There was no time for weeping or anger. For them, there was only FOCUS.
Of
the almost 3000 citizens who perished that day, over 400 were first responders,
most of those were firefighters, and ALL of them were true heroes.
My
pastor says the church isn’t the building. The church is the people. Its symbol
is a cross. Likewise, the United States isn’t the Twin Towers or the Pentagon.

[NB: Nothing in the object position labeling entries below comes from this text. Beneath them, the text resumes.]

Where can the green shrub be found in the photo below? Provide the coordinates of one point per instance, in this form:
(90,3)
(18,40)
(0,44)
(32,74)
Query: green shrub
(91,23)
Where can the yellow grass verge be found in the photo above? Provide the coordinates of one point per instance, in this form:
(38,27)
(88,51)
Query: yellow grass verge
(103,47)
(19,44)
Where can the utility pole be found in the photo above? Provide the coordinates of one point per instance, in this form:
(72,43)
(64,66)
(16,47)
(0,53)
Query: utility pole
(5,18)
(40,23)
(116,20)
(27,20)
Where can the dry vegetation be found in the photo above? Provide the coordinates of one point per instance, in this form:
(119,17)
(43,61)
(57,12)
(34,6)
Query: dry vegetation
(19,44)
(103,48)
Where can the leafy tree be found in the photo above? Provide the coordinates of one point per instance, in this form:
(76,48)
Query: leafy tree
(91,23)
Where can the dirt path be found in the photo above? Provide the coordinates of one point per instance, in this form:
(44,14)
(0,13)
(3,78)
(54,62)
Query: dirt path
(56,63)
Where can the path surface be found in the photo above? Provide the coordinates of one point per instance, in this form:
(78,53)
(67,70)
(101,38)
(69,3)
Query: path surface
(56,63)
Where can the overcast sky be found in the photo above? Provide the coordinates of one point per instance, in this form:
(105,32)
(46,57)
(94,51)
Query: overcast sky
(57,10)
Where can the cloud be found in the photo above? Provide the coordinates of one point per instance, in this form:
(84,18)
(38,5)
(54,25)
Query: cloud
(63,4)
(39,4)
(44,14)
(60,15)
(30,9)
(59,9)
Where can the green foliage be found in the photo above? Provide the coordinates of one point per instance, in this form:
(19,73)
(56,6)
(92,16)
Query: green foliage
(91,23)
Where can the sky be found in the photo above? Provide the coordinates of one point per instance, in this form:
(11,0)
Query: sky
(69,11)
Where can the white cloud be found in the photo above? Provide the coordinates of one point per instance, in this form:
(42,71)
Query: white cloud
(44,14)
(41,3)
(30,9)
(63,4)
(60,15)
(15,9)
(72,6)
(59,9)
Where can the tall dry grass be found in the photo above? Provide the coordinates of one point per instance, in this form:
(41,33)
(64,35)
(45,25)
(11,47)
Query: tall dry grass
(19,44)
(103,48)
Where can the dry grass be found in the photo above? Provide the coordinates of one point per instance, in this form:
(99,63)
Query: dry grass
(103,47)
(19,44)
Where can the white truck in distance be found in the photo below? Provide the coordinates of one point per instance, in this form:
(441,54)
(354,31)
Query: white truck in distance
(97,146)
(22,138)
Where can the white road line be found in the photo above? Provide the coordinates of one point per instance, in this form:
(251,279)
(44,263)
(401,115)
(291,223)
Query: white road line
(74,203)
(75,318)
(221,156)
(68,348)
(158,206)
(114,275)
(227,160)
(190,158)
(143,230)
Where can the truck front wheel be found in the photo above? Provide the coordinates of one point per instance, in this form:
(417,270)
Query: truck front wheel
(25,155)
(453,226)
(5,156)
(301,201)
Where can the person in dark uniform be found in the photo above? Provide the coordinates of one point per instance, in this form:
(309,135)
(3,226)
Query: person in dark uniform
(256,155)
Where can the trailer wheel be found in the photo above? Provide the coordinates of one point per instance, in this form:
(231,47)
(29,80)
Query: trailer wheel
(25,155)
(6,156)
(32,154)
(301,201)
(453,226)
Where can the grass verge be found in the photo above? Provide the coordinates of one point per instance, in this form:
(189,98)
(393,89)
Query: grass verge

The United States is the people. Our symbol is our flag. None of the heroes of
9/11 rushed into the Twin Towers to save a building. Their purpose was to
rescue PEOPLE.
In
my heart, I KNOW most of them realized that rushing into the mouth of hell that
day could most likely be their last action on this earth. I believe most of
them knowingly sacrificed all their tomorrows so that somebody’s mother or
father, or somebody’s son or daughter could have a TODAY.
The
Bible tells us “Greater love hath no man
than this: that he lay down his life for
his friends.”
Except
maybe that he lay down his life for a complete stranger?
In
the years after 9/11/2001, thousands of first responders suffered the effects
of the heat and breathing the toxic dust that day, and many would die from it
in a couple of years. By 2013, over 1400 first responders who had worked the
scene that day had died from the diagnosis “exposure to toxins at Ground Zero”.
By 2016, another 2100 firefighters had
retired on disability with World Trade Center-related illnesses, mostly lung
diseases and cancers. This brought the total count of “first Responder casualties”
to almost 4,000.
But
for a time after the attack on us on 9/11/2001, we ceased being Democrats or
Republicans, black or white, Christian or Jewish, rich or poor. Nobody cared if
you ate at Chic-fil-a or Ruth’s Chris.
For
a time, You remember. we were ALL Americans. We stood shoulder to shoulder, arm
in arm, suffering and grieving the same profound loss. American flag companies
sold out. There was hardly a car or a truck or a house that did not display an
American flag. What mattered was NOT
what divided us, but what UNITED us. It
was the greatest surge of patriotism in my lifetime.
Lest
they forget, it is VITAL that we teach our children and grandchildren the pride
and glory that being a patriotic America citizen feels like. That’s the real
importance of our annual 9/11 memorial services.
We
remember and celebrate the day the fires of patriotism burned the brightest,
and the day the American spirit could NOT be quenched. It is why we call
September 11 “Patriot Day”.
So
remember … Where were you on 9/11/2001?